Imaginez recevoir une notification de votre application de messagerie vous alertant que votre téléphone a été ciblé par un logiciel espion. C’est ce qu’a vécu Francesco Cancellato, directeur du site d’information italien Fanpage. Cette révélation a déclenché une tempête dans le monde de la cybersécurité, impliquant Paragon Solutions, une startup israélienne spécialisée dans les technologies de surveillance. Pourquoi une entreprise vantant une approche éthique a-t-elle rompu ses contrats avec le gouvernement italien ? Plongez dans cette affaire qui soulève des questions brûlantes sur la vie privée, la surveillance et les responsabilités des acteurs technologiques.
Un Scandale qui Ébranle la Cybersécurité
En janvier 2025, WhatsApp a révélé une campagne massive de piratage visant ses utilisateurs, alertant environ 90 personnes à travers le monde, dont plusieurs en Italie. Parmi elles, Francesco Cancellato, qui a publiquement partagé avoir reçu cet avertissement. Ce n’était pas un simple piratage : les attaques utilisaient un logiciel espion développé par Paragon Solutions, une entreprise israélienne co-fondée par l’ancien Premier ministre Ehud Barak. Paragon, qui se présente comme un acteur responsable dans l’industrie controversée des spywares, a pris une décision radicale : mettre fin à ses contrats avec le gouvernement italien.
Pourquoi une telle rupture ? Selon Paragon, le gouvernement italien a refusé de collaborer pour enquêter sur l’utilisation abusive de sa technologie, notamment dans le cas de Cancellato. Cette décision marque une première dans l’industrie : une entreprise de surveillance qui coupe les ponts avec un client en raison de soupçons d’abus.

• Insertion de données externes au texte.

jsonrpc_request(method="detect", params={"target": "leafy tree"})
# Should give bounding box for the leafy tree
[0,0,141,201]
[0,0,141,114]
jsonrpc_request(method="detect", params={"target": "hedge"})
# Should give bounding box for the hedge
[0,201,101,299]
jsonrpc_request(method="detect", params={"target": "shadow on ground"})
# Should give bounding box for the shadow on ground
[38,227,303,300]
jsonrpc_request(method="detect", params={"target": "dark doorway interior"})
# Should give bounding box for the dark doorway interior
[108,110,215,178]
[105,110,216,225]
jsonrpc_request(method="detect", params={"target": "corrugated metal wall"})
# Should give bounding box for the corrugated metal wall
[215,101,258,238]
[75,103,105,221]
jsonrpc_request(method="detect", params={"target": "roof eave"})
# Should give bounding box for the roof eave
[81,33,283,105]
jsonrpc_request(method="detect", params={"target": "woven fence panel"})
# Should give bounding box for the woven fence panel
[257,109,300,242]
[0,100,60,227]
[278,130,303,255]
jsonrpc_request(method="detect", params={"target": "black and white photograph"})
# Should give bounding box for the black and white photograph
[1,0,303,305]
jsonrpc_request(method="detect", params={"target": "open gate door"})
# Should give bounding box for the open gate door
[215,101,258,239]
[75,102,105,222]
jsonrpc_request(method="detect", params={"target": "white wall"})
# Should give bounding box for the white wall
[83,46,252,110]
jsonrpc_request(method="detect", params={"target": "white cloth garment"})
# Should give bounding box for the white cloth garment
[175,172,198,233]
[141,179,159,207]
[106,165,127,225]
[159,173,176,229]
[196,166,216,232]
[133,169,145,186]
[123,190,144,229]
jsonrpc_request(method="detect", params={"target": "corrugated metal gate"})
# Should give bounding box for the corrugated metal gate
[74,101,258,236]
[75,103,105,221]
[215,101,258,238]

Paragon Solutions : Une Startup sous les Projecteurs
Paragon Solutions s’est forgé une réputation en promettant une alternative éthique aux acteurs traditionnels du marché des spywares, comme NSO Group. Basée en Israël, l’entreprise a attiré l’attention pour ses contrats avec des agences gouvernementales, y compris aux États-Unis avec l’Immigration and Customs Enforcement (ICE). Son produit phare, Graphite, est un outil de surveillance sophistiqué, capable d’extraire des données de téléphones sans laisser de traces visibles.
Nous avons proposé une solution pour vérifier si notre technologie a été utilisée illégalement, mais les autorités italiennes ont refusé.
Communiqué officiel de Paragon Solutions
Cette volonté de transparence affichée par Paragon contraste avec le silence du gouvernement italien, dirigé par Giorgia Meloni. Selon des sources anonymes citées par l’agence de presse italienne ANSA, la rupture des contrats aurait été une décision mutuelle, motivée par des préoccupations de sécurité nationale. Permettre à Paragon d’accéder aux journaux d’utilisation de Graphite aurait risqué d’exposer des données confidentielles à une entreprise étrangère.
Les Victimes du Scandale : Qui Était Visé ?
Outre Francesco Cancellato, d’autres figures ont été touchées par cette campagne d’espionnage. Le comité parlementaire italien COPASIR a enquêté sur l’affaire et a révélé que plusieurs personnes, dont Luca Casarini, Beppe Caccia et David Yambio, étaient légalement surveillées en raison de leurs activités liées à l’immigration. Ces individus, affiliés à l’ONG Mediterranea Saving Humans, œuvrent pour le sauvetage de migrants en mer Méditerranée.
En revanche, COPASIR n’a trouvé aucune preuve de surveillance contre Mattia Ferrari, un prêtre travaillant pour la même organisation, ni contre Cancellato. Cette absence de preuves a suscité des interrogations : qui a ciblé le journaliste, si ce n’était pas les agences italiennes AISI ou AISE, clientes de Paragon ?
- Francesco Cancellato : Directeur de Fanpage, premier à révéler avoir été ciblé.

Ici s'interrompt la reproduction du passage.